S.M. Mozibur Rahman (born 12 June 1955) is a Bangladeshi justice of the High Court Division. He was appointed in 2015.

== Early life ==
Mozibur Rahman was born on 12 July 1966. He completed a bachelor's of arts and another bachelor's of law.

== Career ==
Mozibur Rahman joined as a district munsif on 22 February 1984.

On 9 May 2007, Mozibur Rahman was promoted to district judge.

On 12 February 2015, Mozibur Rahman was made an additional judge of the High Court Division of Bangladesh Supreme Court.

In January 2017, Mozibur Rahman and Justice Zinat Ara granted anticipatory bail to Afsan Chowdhury, professor of BRAC University, in case filed Masud Uddin Chowdhury. over a Facebook post. Mozibur Rahman became a permanent judge of the High Court Division of Bangladesh Supreme Court on 12 February 2017.

In November 2018, Mozibur Rahman and Justice A. K. M. Asaduzzaman granted bail to former prime minister Khaleda Zia in an arson case filed in Comilla in January 2015.

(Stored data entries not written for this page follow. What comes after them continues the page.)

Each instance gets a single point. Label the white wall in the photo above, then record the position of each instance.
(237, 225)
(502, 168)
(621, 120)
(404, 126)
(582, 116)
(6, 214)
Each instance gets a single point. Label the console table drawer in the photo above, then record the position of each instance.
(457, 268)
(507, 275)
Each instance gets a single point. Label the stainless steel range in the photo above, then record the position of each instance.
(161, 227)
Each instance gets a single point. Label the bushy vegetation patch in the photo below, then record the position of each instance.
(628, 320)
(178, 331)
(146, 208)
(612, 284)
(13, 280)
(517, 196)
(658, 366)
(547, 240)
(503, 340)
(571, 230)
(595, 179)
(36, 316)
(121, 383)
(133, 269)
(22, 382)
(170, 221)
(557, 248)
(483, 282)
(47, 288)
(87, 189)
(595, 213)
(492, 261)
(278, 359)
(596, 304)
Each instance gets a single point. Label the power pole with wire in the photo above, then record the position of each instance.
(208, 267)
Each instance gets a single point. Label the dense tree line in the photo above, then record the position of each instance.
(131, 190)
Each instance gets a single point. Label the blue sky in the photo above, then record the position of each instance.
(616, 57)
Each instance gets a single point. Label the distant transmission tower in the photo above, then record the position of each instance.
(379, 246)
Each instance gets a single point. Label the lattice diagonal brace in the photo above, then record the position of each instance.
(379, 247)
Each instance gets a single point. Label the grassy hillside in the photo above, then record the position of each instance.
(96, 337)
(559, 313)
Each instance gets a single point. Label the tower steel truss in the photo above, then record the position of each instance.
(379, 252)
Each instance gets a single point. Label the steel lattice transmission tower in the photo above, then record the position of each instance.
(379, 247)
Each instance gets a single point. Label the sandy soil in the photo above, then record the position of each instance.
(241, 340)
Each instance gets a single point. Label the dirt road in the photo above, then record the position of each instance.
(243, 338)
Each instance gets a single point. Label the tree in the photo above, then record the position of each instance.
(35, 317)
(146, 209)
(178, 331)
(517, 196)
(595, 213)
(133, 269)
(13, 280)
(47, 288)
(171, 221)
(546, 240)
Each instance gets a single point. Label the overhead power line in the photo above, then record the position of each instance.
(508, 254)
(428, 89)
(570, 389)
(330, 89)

Mozibur Rahman and Justice A. K. M. Asaduzzaman granted bail to the editor of Amar Desh, Mahmudur Rahman, in a case over making derogatory remarks about Prime Minister Sheikh Hasina and Sheikh Mujibur Rahman.

Mozibur Rahman and Justice A. K. M. Asaduzzaman granted bail to former Awami League member of parliament Amanur Rahman Khan Rana on 14 March 2019 in the 2013 Faruk Ahmed murder case.

On 8 March 2020, Mozibur Rahman and Justice A. K. M. Asaduzzaman cancelled the bail to G.K. Shamim, a well known contractor.

In January 2022, Mozibur Rahman and Justice Md. Habibul Gani refused to grant bail to sister of journalist Kanak Sarwar in a Digital Security Act case.